Because no matter what religion you are, you have beautiful children. They cry or throw a fit and have to get taken out of worship service, synagogue service, the room with the Buddha shrine. They love to learn, to practice, to participate, to help. They love to receive love, to ride on Daddy's back during Friday evening prayers, and wear the prayer shawl that Daddy wore on his bar mitzvah. They love to show love, to pass out forks to all of the guests that don't know how to eat the food without them, to wave goodbye to every single person who walks out the door of the temple. They are beautiful.
Everyone is looking for solutions to the problems in the world and inside themselves. Whether you look for it in chanting or praying, in Baha'ullah or Christ, in five pillars or four noble truths.
Everyone has something right. God is Holy. God is One. God is Just. God is merciful. Incarnate God exists. All people are created equally. There is a possible end to all suffering.
When I was at the Hindu temple on Friday morning, I was retold a legend that I had also been told several times before. It seems like everyone has a version, Hindus, Jains, Sufis, Buddhists, everybody. It goes something like this... A king puts five blind men (who have never before seen or heard about an elephant) in a room with an elephant. He asks each man to explain to him what he perceives an elephant to be like. One feels the elephant's leg and responds, "An elephant is like a tree trunk". Another feels the elephant's side and responds, "An elephant is like a wall". Another feels the elephant's trunk and responds, "An elephant is like a tree branch". Another feels the tusk and responds, "An elephant is like a pipe". The final blind man feels the tail and responds, "An elephant is like a rope."
I think the story is supposed to point out that everyone is a little bit right (although it seems to me they were all mostly wrong), and they at least did the best that they could, considering their circumstances. They all had something right.

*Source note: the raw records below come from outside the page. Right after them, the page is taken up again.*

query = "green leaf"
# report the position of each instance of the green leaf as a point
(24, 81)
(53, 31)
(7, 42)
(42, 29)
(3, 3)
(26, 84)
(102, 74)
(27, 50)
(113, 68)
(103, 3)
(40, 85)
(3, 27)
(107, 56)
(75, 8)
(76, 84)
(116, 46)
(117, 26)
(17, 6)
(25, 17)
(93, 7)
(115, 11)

Everywhere that I went on Friday, I heard four speakers, or four different religions, say that they felt that their religion and their faith made them a better person. That is one of the reasons that these individuals claimed to have stuck with their faith. I started to wonder if my faith makes me a better person. I wasn't so sure it did, but I think it's supposed to. Then I realized that all the things I was hearing about, the praying the meditating, the worshipping with the community, those are all things that my faith involves as well. I suddenly felt my faith being stretched. I wasn't doubting, I just felt like I had been stretched, perhaps just a tad too far. Maybe instead I should be asking myself what a "good person", a "better person" actually is. I mean what does that even mean? Is there something that is missing from my faith, or something that I am just not doing? Or an I a good person, and I just don't feel like I am?... I felt very confused by Friday evening- not about my faith or other faiths, and not even about my salvation. I was just wondering if these people who see themselves as better people because of their religious practice would see me as better because of my religious practice.
This weekend, our teacher talked a little bit about how if you are willing to genuinely listen to someone, they will be willing to listen to you. This is always something you hear, but after this weekend, it actually seemed like a possibility. These people were willing and able to confidently share their faith with others. I want to be able to do that, but with the Truth! How much of a flop would I be if I tried to share why I do what I do with them?! I don't know, maybe I wouldn't flop, but that's just it; I don't know what would happen, because I don't know that I have explained my faith to someone who didn't share it or at least sympathize. I'm out of practice.
When we were studying Jainism, our teacher mentioned the elephant parable. I remember him telling us that, luckily, the real king doesn't set his blind subjects loose on an elephant and demand to hear their descriptions... He tells us ahead of time what he already knows, what the elephant really looks like. Then He guides us through the elephant room. So even though we can't see the big picture and can only feel out one part at a time, the elephant is not something we have to be scared of or confused about.
To sum things up, this weekend gave me a new sense or urgency to practice sharing my faith and find out how to do it in a loving and respectful, but also confident and effective way. I also have a stronger desire to keep seeking God- to test the spirits and examine the teachings. To make sure that my faith remains something that I actually have faith in.
The largest statue of the Buddha in North America happens to be located in Keller, Texas, of all places!
At the Hindu Temple, we witnessed a couple performing a puja.